The 18,567-acre Ames Plantation, owned and operated by Trustees of the Hobart Ames Foundation under provisions of the will of Julia C. Ames, is located in Fayette and Hardeman Counties. Serving as an agricultural experiment station within the University of Tennessee system, the Ames Plantation is the location of intensive research efforts focusing on agriculture and natural resource management. Each February the Ames Plantation serves as the site of the National Championship Field Trials for all-age bird dogs. First held in 1896, this field trial has been conducted annually at the Ames Plantation since 1915.
The Ames Plantation property contains over two hundred nineteenth-century historic sites. The manor house, an antebellum mansion constructed in 1847 as part of Cedar Grove Plantation, is the architectural centerpiece of the property. In 1901 Hobart Ames purchased the plantation, one of the region's largest, and turned it into his own private rural retreat. The manor house furnishings are early twentieth-century and appear much as they did when the Ames family departed in 1950.
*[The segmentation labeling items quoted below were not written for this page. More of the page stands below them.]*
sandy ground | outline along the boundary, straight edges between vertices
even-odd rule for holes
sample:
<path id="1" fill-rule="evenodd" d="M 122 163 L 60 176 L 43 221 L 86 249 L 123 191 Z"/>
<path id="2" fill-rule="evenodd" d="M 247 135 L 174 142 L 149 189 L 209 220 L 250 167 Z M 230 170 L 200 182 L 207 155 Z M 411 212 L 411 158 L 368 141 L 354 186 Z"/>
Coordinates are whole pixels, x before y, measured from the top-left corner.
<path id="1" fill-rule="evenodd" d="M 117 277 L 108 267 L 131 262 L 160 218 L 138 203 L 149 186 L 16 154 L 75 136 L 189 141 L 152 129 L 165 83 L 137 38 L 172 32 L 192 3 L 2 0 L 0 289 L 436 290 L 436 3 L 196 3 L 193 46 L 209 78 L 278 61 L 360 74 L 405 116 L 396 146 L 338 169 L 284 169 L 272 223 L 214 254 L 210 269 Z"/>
In addition, the Ames Plantation is home to a replica mid-nineteenth-century family farmstead typical of those that dotted the antebellum landscape. The “Farmstead” consists of restored and furnished log buildings and is utilized as a cultural resource education facility. Other historic sites of interest include the earliest marked burial site in Fayette County, dated January 7, 1827, and a restored one-room schoolhouse from 1900.